Pour durer, une ?uvre doit etre ecrite dans le genie d’la langue et traiter de themes universels.

« Notre seul possible d’aller a https://datingmentor.org/fr/hookup-review/ Notre posterite est de s’adresser a i§a, et non nullement aux contemporains. Les contemporains donnent la notoriete. La posterite seule donne la gloire. »

Antoine Albalat distingue l’eloquence ecrite d’la prose, d’une part, ainsi, l’eloquence orale d’la conversation, d’autre part, car nos causeurs des plus brillants seront souvent des ecrivains ordinaires, ainsi, inversement.

Les 2 eloquences paraissent toutefois intimement liees. Indeniablement, l’ecrit vais garder toujours quelque chose de l’oral. Il emane du excellent style, en particulier, la simplicite et la familiarite d’une langue parlee.

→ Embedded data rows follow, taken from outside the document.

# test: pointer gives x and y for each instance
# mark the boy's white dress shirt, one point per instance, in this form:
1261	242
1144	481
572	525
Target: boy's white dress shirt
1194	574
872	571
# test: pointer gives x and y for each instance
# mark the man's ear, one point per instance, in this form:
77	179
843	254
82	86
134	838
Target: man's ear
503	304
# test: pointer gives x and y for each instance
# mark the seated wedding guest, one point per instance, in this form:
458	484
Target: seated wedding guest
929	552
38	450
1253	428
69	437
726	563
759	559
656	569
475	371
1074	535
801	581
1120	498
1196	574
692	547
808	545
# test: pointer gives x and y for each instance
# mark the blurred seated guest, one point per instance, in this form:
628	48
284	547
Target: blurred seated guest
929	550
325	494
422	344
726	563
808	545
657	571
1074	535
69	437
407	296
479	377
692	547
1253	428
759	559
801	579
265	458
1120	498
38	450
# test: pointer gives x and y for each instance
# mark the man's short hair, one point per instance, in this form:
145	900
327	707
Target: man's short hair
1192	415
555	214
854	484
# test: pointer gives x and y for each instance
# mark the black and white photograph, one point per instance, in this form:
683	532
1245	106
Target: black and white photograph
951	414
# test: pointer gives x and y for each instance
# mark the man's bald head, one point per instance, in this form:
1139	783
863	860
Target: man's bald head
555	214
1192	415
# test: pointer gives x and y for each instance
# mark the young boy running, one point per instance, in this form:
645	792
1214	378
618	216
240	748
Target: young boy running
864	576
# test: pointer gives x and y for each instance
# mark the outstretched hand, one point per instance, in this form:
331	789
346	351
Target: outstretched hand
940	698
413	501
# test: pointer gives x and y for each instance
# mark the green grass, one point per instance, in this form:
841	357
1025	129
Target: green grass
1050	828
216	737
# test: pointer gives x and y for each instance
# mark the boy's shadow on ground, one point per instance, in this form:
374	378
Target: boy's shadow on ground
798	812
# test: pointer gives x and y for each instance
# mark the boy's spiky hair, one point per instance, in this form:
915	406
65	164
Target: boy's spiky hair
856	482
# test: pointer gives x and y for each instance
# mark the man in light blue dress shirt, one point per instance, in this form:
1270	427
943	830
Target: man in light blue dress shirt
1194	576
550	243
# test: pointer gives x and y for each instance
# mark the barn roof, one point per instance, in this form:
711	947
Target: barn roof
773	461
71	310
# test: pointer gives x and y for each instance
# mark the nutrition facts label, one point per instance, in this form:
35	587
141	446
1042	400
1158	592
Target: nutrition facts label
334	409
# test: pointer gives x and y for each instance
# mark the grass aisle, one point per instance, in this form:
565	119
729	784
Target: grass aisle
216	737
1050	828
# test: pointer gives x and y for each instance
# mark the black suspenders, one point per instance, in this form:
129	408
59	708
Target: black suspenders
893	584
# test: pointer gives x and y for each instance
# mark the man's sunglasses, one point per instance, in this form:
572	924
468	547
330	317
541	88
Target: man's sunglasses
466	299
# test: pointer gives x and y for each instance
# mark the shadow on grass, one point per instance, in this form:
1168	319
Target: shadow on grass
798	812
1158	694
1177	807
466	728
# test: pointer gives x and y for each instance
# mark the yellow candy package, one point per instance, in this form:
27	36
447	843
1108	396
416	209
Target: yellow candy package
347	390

Montesquieu, entre autres, ecrit avec naturel :

« Je crois que si Caton s’etait reserve pour la Republique, il aurait donne aux choses un tout autre tour. Ciceron, avec des parties admirables pour un second role, est incapable du premier ; il avait votre excellent genie, mais une ame souvent commune. L’accessoire chez Ciceron c’etait la vertu ; chez Caton c’etait la gloire. Ciceron se voyait i  chaque fois le premier ; Caton s’oubliait forcement… »

Considerations sur les causes une grandeur des Romains ainsi que leur decadence

Notre simplicite est la marque des grands ecrivains, le pedantisme celle des mediocres ambitieux.

Mes dramaturges gagneraient, estime Antoine Albalat, a s’inspirer du genie de Moliere, qui ecrivait avec les mots les plus ordinaires une conversation.

« Notre conclusion, c’est qu’en prose et en par, theatre ou livre, dans les sujets les plus simples ou nos plus releves, on ne doit peut-etre jamais strictement ecrire tel on parle ; mais le style doit avoir le ton parle, le ton de quelque chose de trouve sur le moment, qui semble dit et non ecrit. C’est la condition meme d’la vie chez la totalite des ecrivains et pour la totalite des styles. »

Le role des verbes dans le style

Les verbes sont determinants dans la specialite de l’ecriture.

Un verbe « cree », c’est-a-dire original, qui surprend via le emploi – un tel verbe ameliore le style, tandis qu’un verbe banal l’affaiblit.

Exemple de verbe cree : « Seigneur, votre grace pleut sur le pauvre comme dans le riche… » (Panegyrique de saint Pierre de Nolasque, Bossuet)

Il va falloir empi?cher, d’un cote, de chercher l’originalite via nos neologismes ; de l’autre, de repeter via facilite des verbes synonymes.

Moyen du verbe est une dimension fondamentale du style.

Antoine Albalat deconseille :

  • l’abus du passe simple, qu’il degote archaique (« Vous butes, crutes… rites de faire mes plaisanteries… ») ;
  • l’emploi du meme temps libre Afin de une action tres ancienne et une action recente (il faudrait le passe simple Afin de la toute premiere, le passe compose Afin de la seconde) ;
  • l’usage de l’imparfait du subjonctif (dont le respect a quasiment disparu au XIXe siecle), qui « deshonore le style ».

Quel principe general suivre ?

L’harmonie prime la stricte correction de la grammaire.

D’apres Flaubert, les lois de l’harmonie seront nos lois ultimes de l’ecrivain ; elles justifient qu’il rejette des prescriptions grammaticales une langue francaise.

Antoine Albalat donne sa not-to-do list :

  • ne pas abuser de l’infinitif comme theme (« Mourir sans secours est triste. ») ;
  • empi?cher des auxiliaires « avoir » et « etre » ;
  • eviter le verbe « faire » et ne point l’employer a la place d’un nouvelle verbe (on peut souvent s’en passer) ;
  • ne pas trop eloigner la question du verbe ;
  • ne pas hesiter a repeter ce thi?me ;
  • ne pas abuser des participes presents (aussi si de grands ecrivains au style efficace, tel Zola, paraissent coupables de cet abus) ;
  • ne pas oublier le verbe (« Nul look, nul gout dans la majorite [des phrases], sans y daigner mettre 1 verbe. » – Voltaire) ;
  • ne pas abuser, comme Zola (encore lui), du verbe « mettre » ;
  • ne pas employer 1 verbe qui sonne tres mal (ex : « vaincre » a l’indicatif).